Featured Research

from universities, journals, and other organizations

Protein may help diagnose and treat lymphoma in people and dogs

Date:
July 14, 2011
Source:
University of California - Davis
Summary:
A protein that appears to play a key role in the formation of lymphoma and other tumors by inhibiting a tumor-suppressing gene has been identified by a team of veterinary and human medicine researchers. The newly identified protein may be a potential target for diagnosing and treating lymphoma in humans and animals.

Xinbin Chen, a veterinary oncologist with appointments in the UC Davis School of Veterinary Medicine and the UC Davis School of Medicine, lead the study that identified the protein.
Credit: Don Preisler/UC Davis photo

A protein that appears to play a key role in the formation of lymphoma and other tumors by inhibiting a tumor-suppressing gene has been identified by a team of veterinary and human medicine researchers at the University of California, Davis.

The researchers suggest that the newly identified protein may be a potential target for diagnosing and treating lymphoma in humans and animals. They will report their findings July 15 in the journal Genes & Development.

"Results from this study suggest that a gene known as RNPC1 may play a key role in the development of lymphoma," said Xinbin Chen, a veterinary oncologist with appointments in the UC Davis School of Veterinary Medicine and the UC Davis School of Medicine. Chen led the study.

About Lymphoma

Lymphoma refers to a group of blood cancers that start in the lymphatic system, a network of lymph vessels and lymph nodes that play a vital role in the body's immune system.

Lymphoma occurs when a type of white cell, known as a lymphocyte, undergoes a malignant change and begins to multiply out of control. As the lymphocytes multiply rapidly, they eventually crowd out normal, healthy cells. In time, the cancerous lymphocytes accumulate in the lymph nodes, liver, spleen and other locations in the body.

Lymphoma occurs spontaneously in dogs, representing 6 percent of all canine cancers. It is remarkably similar to lymphoma in humans.

Cancer and the P53 Gene

For three decades, researchers have known that a gene referred to as p53 plays an important role in suppressing cancer. This tumor suppressor gene checks cells' DNA for mutations that might cause cancer and then stops cell growth until the mutations can be repaired. If the mutations can't be repaired, P53 triggers cell death to prevent cancer from developing.

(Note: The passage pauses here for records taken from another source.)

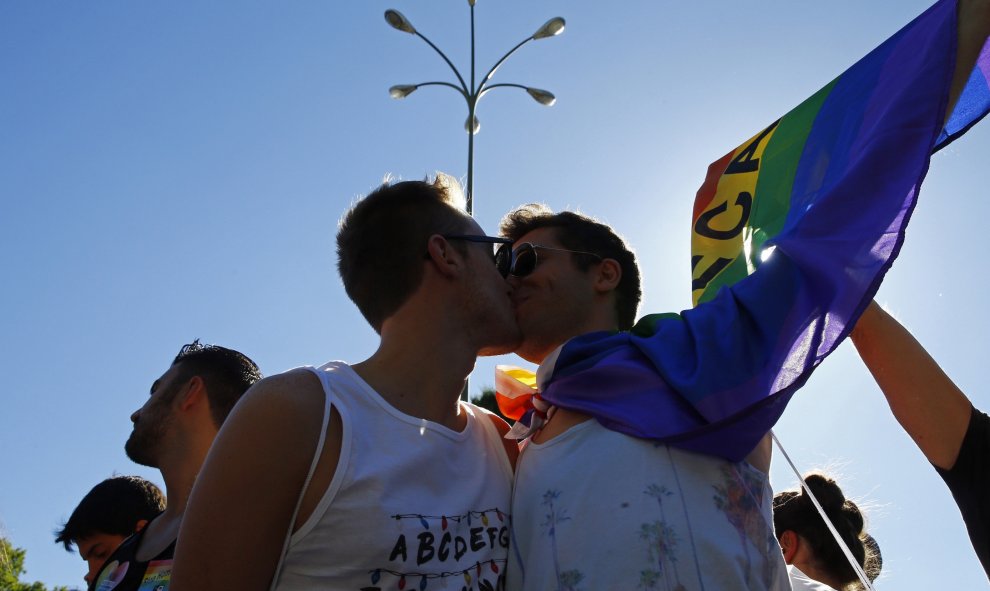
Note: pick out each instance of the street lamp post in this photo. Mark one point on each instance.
(472, 93)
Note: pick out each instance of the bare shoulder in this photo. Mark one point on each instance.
(270, 436)
(558, 424)
(502, 427)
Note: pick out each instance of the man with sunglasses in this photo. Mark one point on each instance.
(602, 508)
(373, 475)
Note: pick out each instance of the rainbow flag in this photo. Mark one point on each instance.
(793, 232)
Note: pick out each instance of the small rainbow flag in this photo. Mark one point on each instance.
(792, 234)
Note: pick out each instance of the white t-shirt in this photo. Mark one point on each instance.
(597, 510)
(801, 581)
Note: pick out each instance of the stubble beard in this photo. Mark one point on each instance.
(142, 445)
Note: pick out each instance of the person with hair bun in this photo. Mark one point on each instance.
(815, 560)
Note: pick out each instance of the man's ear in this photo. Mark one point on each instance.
(442, 254)
(609, 275)
(195, 392)
(789, 542)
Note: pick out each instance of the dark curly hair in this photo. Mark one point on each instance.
(580, 232)
(114, 506)
(794, 511)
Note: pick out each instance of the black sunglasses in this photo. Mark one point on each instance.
(503, 252)
(524, 259)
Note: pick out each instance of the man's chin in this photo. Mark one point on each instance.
(503, 348)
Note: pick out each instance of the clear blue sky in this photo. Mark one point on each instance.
(176, 170)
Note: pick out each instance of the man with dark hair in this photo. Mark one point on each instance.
(109, 513)
(173, 431)
(649, 505)
(654, 492)
(375, 474)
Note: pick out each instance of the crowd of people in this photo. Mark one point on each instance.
(374, 475)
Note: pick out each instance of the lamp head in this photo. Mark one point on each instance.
(398, 21)
(402, 90)
(472, 129)
(544, 97)
(551, 28)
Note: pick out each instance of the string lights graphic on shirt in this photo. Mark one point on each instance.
(441, 538)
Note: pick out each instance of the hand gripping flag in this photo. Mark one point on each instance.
(792, 234)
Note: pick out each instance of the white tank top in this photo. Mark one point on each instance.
(412, 505)
(598, 510)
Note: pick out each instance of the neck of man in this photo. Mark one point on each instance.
(420, 370)
(179, 472)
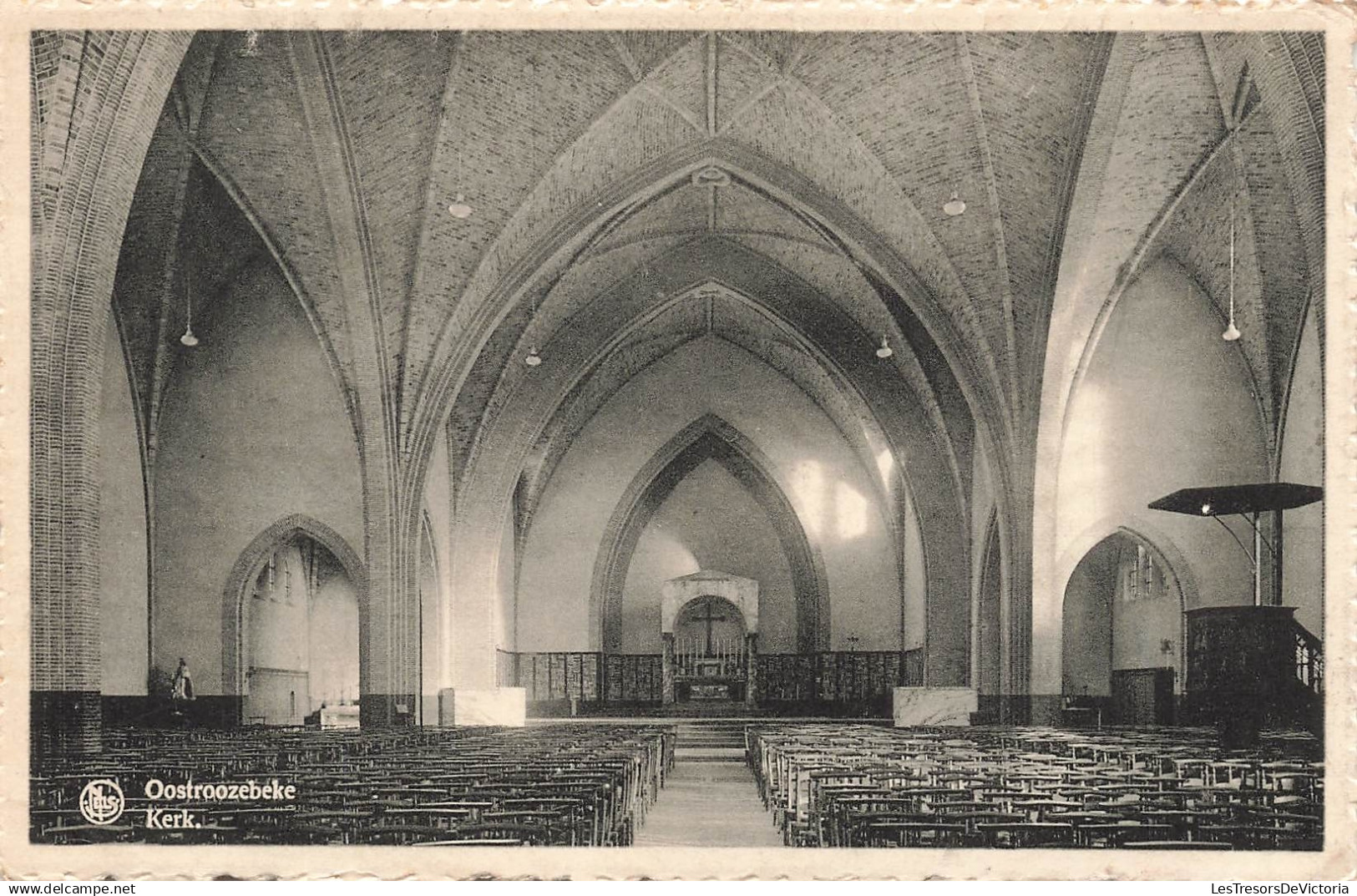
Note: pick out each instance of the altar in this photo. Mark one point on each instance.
(710, 630)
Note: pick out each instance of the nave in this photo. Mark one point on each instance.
(701, 782)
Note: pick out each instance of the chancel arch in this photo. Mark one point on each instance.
(709, 438)
(1124, 633)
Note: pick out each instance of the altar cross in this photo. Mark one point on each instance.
(707, 607)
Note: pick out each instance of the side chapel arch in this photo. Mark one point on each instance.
(247, 566)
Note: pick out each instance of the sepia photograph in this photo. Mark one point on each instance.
(774, 438)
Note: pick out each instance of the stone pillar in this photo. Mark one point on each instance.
(666, 670)
(752, 670)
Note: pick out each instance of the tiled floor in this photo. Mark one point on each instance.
(709, 804)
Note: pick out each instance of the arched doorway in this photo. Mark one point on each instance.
(292, 626)
(1122, 635)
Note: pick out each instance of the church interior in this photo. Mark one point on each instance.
(539, 438)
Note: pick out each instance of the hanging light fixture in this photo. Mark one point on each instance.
(1231, 332)
(188, 338)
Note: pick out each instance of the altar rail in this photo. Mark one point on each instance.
(828, 681)
(838, 676)
(584, 676)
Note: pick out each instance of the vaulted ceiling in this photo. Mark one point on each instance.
(629, 192)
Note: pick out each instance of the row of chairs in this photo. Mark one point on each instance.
(863, 785)
(560, 785)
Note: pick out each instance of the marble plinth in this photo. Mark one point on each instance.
(934, 705)
(505, 706)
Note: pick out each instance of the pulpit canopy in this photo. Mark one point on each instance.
(679, 592)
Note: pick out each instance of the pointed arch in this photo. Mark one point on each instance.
(707, 438)
(247, 566)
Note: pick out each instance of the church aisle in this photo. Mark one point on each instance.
(710, 798)
(709, 804)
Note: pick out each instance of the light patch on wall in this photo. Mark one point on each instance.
(1087, 463)
(808, 483)
(677, 558)
(885, 466)
(850, 512)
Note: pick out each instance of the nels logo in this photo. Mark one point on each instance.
(101, 802)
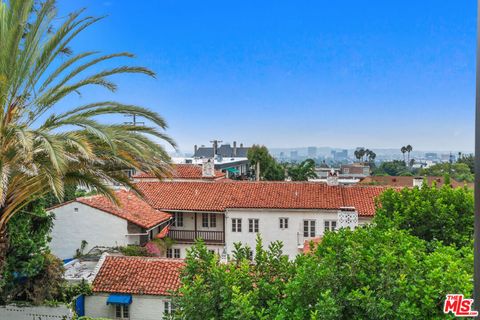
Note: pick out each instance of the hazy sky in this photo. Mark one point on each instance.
(297, 73)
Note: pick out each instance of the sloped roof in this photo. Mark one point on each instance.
(131, 208)
(184, 171)
(218, 196)
(138, 275)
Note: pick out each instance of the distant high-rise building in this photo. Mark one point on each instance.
(312, 152)
(431, 155)
(340, 155)
(294, 155)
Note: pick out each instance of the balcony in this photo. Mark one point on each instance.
(189, 236)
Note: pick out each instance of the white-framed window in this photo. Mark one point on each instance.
(213, 220)
(209, 220)
(236, 225)
(252, 225)
(168, 307)
(177, 219)
(309, 228)
(122, 311)
(205, 220)
(173, 253)
(330, 225)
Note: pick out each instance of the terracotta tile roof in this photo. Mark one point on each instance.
(184, 171)
(131, 208)
(138, 275)
(218, 196)
(407, 181)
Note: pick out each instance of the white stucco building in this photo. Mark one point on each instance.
(99, 222)
(134, 288)
(223, 213)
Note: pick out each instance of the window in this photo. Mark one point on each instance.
(283, 223)
(236, 225)
(168, 307)
(122, 311)
(330, 225)
(309, 228)
(177, 219)
(209, 220)
(173, 253)
(205, 220)
(252, 225)
(213, 220)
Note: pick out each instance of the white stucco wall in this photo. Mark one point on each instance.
(269, 227)
(98, 228)
(143, 307)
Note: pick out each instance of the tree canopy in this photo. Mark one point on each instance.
(368, 273)
(270, 169)
(302, 171)
(459, 171)
(434, 214)
(42, 150)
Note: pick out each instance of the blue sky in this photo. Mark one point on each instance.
(297, 73)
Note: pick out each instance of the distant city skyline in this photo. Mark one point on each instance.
(379, 74)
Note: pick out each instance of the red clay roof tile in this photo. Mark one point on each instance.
(131, 208)
(184, 171)
(138, 275)
(210, 196)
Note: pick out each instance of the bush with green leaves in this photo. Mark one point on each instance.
(431, 213)
(368, 273)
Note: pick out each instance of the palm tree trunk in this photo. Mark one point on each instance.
(3, 248)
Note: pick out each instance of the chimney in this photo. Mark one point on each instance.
(417, 181)
(208, 168)
(347, 217)
(332, 178)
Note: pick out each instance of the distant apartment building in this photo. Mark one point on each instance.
(431, 156)
(221, 213)
(294, 155)
(340, 155)
(232, 160)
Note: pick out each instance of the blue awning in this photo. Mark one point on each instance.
(119, 298)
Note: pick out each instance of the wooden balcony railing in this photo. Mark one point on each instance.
(191, 235)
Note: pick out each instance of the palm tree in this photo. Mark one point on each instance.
(403, 150)
(409, 149)
(42, 151)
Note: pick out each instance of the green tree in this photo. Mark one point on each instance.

But if something goes awry, p53 itself can mutate and produce undesirable proteins. Earlier studies have shown that mutated proteins produced by p53 are present in 60 percent of all cancerous human tumors. More recent studies have also shown that p53 can be inactivated in human cancers by means other than mutation. In short, when p53 and the process it controls are damaged, cancer often occurs.

In recent years, scientists, including Chen and his colleagues at UC Davis, have found that p53 mutations also are active in the formation or cancerous tumors in other mammals, including dogs, cats and horses.

About the RNPC1 gene

Because defects in p53 are so common in human and animal cancers, researchers have been extremely interested in how the activity of the gene is regulated. This led the UC Davis team to examine the RNPC1 gene.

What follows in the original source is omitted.